Whyte is part of the #DumpWells campaign to get Mayor Kenney and City Council to take Philly’s money out of Wells Fargo bank. Wells Fargo is using our dollars to fund the Dakota Access Pipeline, private prisons, and the Philadelphia Energy Solutions refinery, which makes our air unsafe to breathe. If #DumpWells can get the city to ditch Wells Fargo and start its own public bank, we might be on our way to a future in which all Philadelphians could have a say in what our money is used for, what kind of jobs we have access to, and what is in the air we breathe.

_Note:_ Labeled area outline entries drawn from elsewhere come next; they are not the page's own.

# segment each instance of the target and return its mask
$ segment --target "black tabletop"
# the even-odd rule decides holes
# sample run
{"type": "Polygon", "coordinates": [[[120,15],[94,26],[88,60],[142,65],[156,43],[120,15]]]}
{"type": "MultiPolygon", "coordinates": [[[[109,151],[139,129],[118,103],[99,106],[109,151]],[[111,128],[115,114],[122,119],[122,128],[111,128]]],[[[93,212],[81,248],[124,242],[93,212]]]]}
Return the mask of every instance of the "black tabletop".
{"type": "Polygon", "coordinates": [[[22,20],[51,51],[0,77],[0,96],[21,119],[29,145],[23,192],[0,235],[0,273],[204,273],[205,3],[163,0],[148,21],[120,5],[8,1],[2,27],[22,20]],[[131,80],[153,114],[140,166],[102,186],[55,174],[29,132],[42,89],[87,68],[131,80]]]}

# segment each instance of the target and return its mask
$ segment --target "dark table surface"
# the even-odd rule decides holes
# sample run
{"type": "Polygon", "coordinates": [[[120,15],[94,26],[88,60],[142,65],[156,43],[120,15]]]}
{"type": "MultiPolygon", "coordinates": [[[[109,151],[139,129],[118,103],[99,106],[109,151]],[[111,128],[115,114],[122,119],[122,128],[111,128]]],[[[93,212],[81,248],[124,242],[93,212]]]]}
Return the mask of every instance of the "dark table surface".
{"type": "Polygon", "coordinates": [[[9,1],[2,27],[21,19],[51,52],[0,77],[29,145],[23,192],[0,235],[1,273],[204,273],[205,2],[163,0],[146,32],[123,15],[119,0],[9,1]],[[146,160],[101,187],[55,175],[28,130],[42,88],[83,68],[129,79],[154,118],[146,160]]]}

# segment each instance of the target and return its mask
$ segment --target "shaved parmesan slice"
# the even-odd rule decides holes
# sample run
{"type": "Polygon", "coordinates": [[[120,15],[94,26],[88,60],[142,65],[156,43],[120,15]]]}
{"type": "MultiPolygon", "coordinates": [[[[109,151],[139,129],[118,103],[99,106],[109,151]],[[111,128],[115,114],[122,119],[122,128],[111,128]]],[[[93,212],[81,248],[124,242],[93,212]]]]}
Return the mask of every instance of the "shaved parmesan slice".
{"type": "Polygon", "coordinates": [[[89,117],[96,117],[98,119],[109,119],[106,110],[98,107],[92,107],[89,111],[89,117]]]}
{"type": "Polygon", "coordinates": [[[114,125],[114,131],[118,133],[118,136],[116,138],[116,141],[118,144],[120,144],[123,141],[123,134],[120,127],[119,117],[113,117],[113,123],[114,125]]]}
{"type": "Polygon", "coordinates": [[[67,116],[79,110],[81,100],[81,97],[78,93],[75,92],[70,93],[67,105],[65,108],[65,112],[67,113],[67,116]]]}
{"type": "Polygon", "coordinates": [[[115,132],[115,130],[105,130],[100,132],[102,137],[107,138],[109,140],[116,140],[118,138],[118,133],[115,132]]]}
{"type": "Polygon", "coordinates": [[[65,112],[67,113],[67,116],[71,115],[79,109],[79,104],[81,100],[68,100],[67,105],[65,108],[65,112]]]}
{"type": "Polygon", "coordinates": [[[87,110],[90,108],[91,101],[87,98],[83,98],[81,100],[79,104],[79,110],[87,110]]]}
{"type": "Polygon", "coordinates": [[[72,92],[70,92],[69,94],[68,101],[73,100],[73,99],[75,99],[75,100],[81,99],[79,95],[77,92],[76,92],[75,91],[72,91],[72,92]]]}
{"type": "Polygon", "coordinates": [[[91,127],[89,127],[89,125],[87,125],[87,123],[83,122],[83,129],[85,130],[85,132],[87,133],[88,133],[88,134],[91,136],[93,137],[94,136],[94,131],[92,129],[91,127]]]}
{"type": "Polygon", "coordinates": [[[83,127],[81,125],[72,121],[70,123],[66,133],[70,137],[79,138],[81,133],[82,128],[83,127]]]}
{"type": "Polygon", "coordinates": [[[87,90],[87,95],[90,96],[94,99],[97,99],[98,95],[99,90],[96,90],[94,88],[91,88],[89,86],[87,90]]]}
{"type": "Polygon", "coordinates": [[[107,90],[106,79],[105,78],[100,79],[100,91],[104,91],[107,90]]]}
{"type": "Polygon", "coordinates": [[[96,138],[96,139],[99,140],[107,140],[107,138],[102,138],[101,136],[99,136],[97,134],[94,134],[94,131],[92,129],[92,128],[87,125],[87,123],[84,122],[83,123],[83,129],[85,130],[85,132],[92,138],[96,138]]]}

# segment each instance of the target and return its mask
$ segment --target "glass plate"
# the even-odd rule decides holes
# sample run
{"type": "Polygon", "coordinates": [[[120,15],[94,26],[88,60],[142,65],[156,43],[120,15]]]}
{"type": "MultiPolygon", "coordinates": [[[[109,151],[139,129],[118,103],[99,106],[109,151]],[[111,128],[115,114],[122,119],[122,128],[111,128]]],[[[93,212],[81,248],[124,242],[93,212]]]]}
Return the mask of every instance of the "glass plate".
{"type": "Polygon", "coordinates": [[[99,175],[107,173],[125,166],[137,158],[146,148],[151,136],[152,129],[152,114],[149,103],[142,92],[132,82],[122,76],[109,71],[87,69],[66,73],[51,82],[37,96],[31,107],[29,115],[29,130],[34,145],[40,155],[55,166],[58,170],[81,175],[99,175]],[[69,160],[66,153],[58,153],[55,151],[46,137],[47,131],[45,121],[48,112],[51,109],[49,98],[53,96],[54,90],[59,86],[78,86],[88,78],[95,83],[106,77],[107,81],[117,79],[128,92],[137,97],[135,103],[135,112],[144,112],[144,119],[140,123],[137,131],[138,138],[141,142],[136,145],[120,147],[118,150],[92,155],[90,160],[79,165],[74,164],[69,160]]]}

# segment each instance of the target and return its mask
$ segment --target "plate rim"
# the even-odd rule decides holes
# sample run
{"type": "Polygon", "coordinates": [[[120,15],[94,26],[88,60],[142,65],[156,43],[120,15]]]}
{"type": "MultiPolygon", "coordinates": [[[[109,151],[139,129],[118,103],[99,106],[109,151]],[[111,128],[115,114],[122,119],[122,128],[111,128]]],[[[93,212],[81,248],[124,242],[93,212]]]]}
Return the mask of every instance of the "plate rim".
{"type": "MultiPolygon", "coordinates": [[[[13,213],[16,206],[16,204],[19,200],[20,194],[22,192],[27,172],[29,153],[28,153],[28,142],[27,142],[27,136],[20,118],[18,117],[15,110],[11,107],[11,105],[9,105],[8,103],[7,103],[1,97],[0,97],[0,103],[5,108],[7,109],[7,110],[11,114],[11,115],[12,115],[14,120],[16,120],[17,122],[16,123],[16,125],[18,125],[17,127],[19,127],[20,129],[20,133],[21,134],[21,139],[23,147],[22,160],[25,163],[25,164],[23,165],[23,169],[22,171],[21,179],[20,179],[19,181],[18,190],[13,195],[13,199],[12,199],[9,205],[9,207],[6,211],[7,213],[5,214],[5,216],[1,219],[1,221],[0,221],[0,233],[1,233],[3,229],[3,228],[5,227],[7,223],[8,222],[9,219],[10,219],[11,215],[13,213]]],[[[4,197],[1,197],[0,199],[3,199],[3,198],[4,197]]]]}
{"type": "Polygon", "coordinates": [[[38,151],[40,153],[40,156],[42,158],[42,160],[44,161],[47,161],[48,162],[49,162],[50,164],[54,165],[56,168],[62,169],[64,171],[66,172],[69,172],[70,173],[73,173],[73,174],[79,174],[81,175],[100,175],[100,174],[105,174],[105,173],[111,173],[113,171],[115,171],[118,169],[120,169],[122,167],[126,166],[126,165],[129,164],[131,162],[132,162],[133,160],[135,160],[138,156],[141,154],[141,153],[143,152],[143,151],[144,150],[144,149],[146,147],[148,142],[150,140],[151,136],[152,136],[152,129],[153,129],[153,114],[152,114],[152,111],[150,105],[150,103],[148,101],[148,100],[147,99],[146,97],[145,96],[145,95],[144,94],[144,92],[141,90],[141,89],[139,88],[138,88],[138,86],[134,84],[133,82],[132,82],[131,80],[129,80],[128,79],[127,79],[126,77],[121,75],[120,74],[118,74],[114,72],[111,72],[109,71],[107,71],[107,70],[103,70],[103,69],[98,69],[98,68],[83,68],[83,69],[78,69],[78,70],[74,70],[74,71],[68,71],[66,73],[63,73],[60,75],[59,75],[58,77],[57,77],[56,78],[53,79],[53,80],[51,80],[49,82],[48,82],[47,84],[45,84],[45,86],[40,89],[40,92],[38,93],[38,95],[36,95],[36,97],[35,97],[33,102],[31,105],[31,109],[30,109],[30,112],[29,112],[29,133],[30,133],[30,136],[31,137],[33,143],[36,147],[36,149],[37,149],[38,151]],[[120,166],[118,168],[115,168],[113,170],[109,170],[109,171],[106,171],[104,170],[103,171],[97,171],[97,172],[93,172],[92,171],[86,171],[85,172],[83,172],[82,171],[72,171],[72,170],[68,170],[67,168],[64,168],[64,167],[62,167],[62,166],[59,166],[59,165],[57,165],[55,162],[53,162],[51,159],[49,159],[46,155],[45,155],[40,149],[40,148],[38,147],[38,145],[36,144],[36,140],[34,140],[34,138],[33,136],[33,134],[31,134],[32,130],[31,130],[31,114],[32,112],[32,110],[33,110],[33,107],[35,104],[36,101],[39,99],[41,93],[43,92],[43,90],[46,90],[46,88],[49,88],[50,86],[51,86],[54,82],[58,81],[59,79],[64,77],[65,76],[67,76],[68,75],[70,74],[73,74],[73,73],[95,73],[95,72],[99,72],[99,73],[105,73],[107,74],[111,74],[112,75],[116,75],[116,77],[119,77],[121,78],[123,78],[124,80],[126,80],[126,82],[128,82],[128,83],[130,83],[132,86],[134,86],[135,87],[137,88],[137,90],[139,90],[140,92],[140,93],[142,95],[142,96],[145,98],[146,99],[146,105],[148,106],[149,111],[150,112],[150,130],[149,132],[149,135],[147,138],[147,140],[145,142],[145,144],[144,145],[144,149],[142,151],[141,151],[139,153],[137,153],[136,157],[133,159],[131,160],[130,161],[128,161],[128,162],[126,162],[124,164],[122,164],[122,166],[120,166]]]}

Visit EQAT.org/walk for info on EQAT and POWER’s 100-mile walk through PECO’s service area May 8-22, from old energy sites to new, to demand local solar jobs. Join in for an hour at an action along the way, do the whole walk, or ride along in the van!

2 Comments

  1. Hi, that sounds nice if it were an option for everyone. There’s an idea I’ve heard a lot, that it’s a person’s own fault if they are poor and can’t find decent housing. This makes no sense. Not everyone can afford to buy a house. Also, nobody is living anywhere for free. A huge number of people in Philly work for low wages and can only afford to rent apartments from slumlords, and many of those apartments have problems like mice and discriminatory building staff. Let’s get together and fight back, so that all of us can have quality housing!